現在、国のGIGAスクール構想において、全国の小中学校では児童・生徒に一人一台の端末配備が進んでおり、学校でのネット活用は、今後より一層身近な存在になってくる。そのような中、学習端末を用いた悪口の書き込みや、他人のIDを使用した不正アクセスなどの事例が各地で起きている。町田市や旭川市では、女子児童・生徒がネットいじめ等により自殺する事案も発生していることから、学校でのネットいじめ対策の強化は急務であり、SNSなどを適切に使いこなすネットリテラシー教育の充実が求められている。
よって、学校におけるネットいじめ防止対策の更なる強化を図るため、下記の事項について特段の措置を講じるよう強く要望する。
- 1 児童・生徒がインターネット利用における情報モラルやICTリテラシーを身に 付けられるよう、学校教育における取組の強化や広報啓発活動を積極的に行うこと。
- 2 学校におけるネットいじめの早期発見・早期対応が可能な体制の構築及び相談体制の充実が図れるよう、教員のネットリテラシー向上に向けた取組やスクールカウンセラーの増配等に対する更なる財政的支援を行うとともに、警察や児童相談所等の関係機関との連携強化を推進すること。
- 3 ネットいじめを受けた児童・生徒の心のケア対策の実施と迅速かつ円滑な被害者救済を実現する体制構築を図ること。また、開示対象となる発信者情報入手のためのプロバイダ等への発信者情報の開示の円滑化を促進すること。
7 出産育児一時金の増額を求める要望
提出先:厚生労働大臣
厚生労働省の人口動態統計月報年計(概数)によると、2020年の出生数は84万832人で、前年に比べ2万4,407人減少し過去最少となった。少子化克服に向け、安心して子どもを産み育てられる環境を整えるためには、子どもの成長に応じた、きめ細かな支援を重ねていくことが重要であり、出産育児一時金の増額はその大事な一手であると考えられる。
国は、出産育児一時金を2009年10月から原則42万円に増額し、2011年 4月には原則42万円を恒久化した。また、2015年4月には出産育児一時金に含まれる産科医療補償制度掛金分3万円を1.6万円に引き下げ、本来分39万円を4 0.4万円に引き上げ、さらに、2022年1月以降の分娩からは、産科医療補償制度掛金分を1.2万円に引き下げた。
一方、出産費用は、2019年度の室料差額等を含む全国平均額が約52万4,0 00円となっており、出産にかかる費用は年々増加し、費用が高い都市部では現在の 42万円の出産育児一時金では賄えない状況になっている。2016年度の都道府県別出産費用平均額を見ると、平均額が最も高い東京都では約62万円となり、被保険者が約20万円も負担していることになる。

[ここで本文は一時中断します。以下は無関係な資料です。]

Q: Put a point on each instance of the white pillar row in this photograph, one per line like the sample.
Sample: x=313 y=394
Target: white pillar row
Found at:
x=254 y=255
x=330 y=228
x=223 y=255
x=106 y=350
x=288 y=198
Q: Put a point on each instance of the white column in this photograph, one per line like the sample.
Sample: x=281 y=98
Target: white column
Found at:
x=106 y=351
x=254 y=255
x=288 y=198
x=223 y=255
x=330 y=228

少子化対策は、わが国の重要課題にほかならず、子育てのスタート期にあたる出産時の経済的な支援策を強化することは欠かせない。
よって、以下の事項について要望する。
- 1 現在の出産費用に見合うように出産育児一時金の更なる増額を行うこと。
8 学校施設の更新における自治体の財政負担軽減に関する要望
提出先:文部科学大臣
東京都内の公立小中学校は、昭和30年代から40年代にかけて建設された施設が多いため老朽化が進んでいる。各自治体は、これまで国庫補助による耐震補強事業等を活用し校舎の耐震性を確保してきたが、バリアフリー化やトイレの洋式化などの環境改善について多くの課題が積み残されている。
学校施設は、子どもたちが多くの時間を過ごす教育の場であると同時に、地域コミュニティの拠点でもあり、非常時には地域の避難所として役割を果たす重要な施設でもある。昨今は、GIGAスクール構想によるデジタル化、施設の集約化や複合化、アフターコロナ対応等で学校施設更新の必要性が喫緊の課題となっている。

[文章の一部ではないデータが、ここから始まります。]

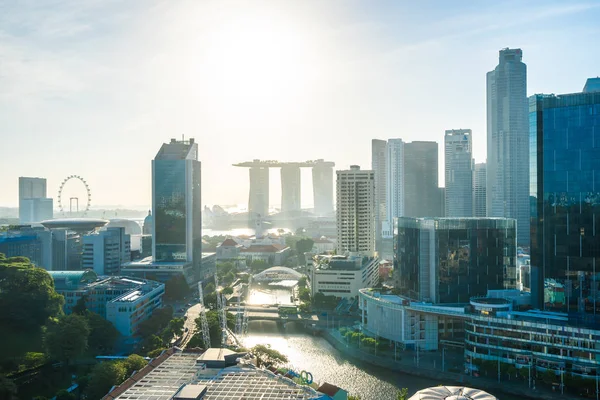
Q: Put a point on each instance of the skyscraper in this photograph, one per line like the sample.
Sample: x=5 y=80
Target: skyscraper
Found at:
x=34 y=206
x=565 y=201
x=508 y=142
x=479 y=189
x=459 y=173
x=322 y=173
x=176 y=204
x=355 y=211
x=291 y=194
x=395 y=184
x=258 y=204
x=421 y=192
x=450 y=260
x=379 y=167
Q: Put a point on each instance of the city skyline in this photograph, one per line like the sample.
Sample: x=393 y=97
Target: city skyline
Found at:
x=89 y=75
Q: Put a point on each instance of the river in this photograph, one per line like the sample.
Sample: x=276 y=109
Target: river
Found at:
x=316 y=355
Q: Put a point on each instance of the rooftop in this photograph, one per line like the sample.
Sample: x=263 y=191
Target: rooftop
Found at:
x=166 y=375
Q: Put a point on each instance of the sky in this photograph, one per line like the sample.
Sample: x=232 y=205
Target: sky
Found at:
x=94 y=87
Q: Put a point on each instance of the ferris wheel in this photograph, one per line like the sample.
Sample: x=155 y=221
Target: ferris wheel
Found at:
x=74 y=200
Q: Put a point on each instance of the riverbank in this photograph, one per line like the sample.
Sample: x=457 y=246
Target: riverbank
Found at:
x=407 y=366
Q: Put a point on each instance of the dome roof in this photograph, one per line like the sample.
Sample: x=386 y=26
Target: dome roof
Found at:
x=131 y=227
x=451 y=393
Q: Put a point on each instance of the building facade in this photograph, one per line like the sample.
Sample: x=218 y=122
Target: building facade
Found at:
x=379 y=167
x=123 y=301
x=459 y=173
x=176 y=204
x=565 y=205
x=421 y=197
x=342 y=276
x=450 y=260
x=34 y=206
x=355 y=211
x=508 y=142
x=106 y=250
x=395 y=184
x=479 y=190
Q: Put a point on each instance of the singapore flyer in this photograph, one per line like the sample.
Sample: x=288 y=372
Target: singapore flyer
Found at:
x=74 y=196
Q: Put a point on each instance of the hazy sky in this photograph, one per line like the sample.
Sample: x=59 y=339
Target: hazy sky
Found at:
x=94 y=87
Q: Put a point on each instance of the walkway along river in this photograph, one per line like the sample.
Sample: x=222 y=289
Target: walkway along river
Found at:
x=316 y=355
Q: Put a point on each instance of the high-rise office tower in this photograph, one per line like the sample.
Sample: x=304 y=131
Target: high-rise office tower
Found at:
x=450 y=260
x=421 y=193
x=565 y=201
x=479 y=185
x=258 y=204
x=355 y=211
x=322 y=173
x=508 y=142
x=176 y=204
x=395 y=184
x=290 y=189
x=34 y=206
x=379 y=167
x=459 y=173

一方で、ロシアのウクライナ侵攻による世界情勢の変化により、建築に係る原材料等が高騰しており、自治体の施設更新にかかる財政的負担は膨らみ続けることが予想される。さらに、施設の更新を迎えるまでの期間中も、老朽化が進む学校施設に対し一定の環境改善を進めていく必要がある。
今後、老朽化した学校施設の更新に対し、自治体の財政負担軽減は不可欠であり、以下の事項について要望する。
- 1 学校施設環境改善交付金等について、十分な財源による財政支援を講じること。
- 2 学校施設環境改善交付金等について、老朽化による施設改修や更新に関する補助の範囲を拡充すること。
9 路上生活者対策事業の充実を求める要望
提出先:厚生労働大臣
路上生活者対策事業は、特別区と東京都の取り組みだけでは、権能面、財政面で限界があり、抜本的な解決のためには、本来国の責任において行うべきである。
特別区と東京都は、平成12年度より共同でホームレスの就労自立を目指す路上生活者対策事業を推進しており、これまでも様々な対策を実施してきた。
その結果、特別区の路上生活者数については、減少傾向がみられるところであるが、引き続き、積極的に路上生活者対策事業の充実に取り組む必要がある。
さらに、新型コロナウイルス感染症の影響が長期化していることにより、今後も、解雇や雇い止め等によって仕事や居場所を失った方への支援に取り組む必要がある。
よって、以下の事項について要望する。
- 1 多くの路上生活者が地方からの流入による大都市の問題であることを考慮し、東京都と特別区が共同で展開している様々な路上生活者対策事業に対し、自立支援センターの建設費及び運営費について全額国庫補助を行うなど、一層の支援策を講じること。
- 2 路上生活者が一部の都市部自治体へ集中している実態は、特定の大都市だけの問題ではなく、一方の自治体にとっては人口流出の課題でもある。対応については、地方公共団体と連携し、抜本的な対策を講じること。
- 3 路上生活者問題を解決するため、総合的な対策を行うとともに、十分な財政措置を継続して行うこと。
- 4 路上生活者の生活再建を図るため、雇用の創出に取り組むこと。また、生活や住居に困窮している離職者等に対する雇用支援を行うこと。
- 5 路上生活者問題は、大都市が抱える問題であるため、住所不定者の保護費等について大都市の自治体のみが負担することは財政的公平性を欠いていると言わざるを得ない。よって、生活保護法第73条により都道府県の負担分とされる住所不定者の保護費等については、全額を国庫負担とすること。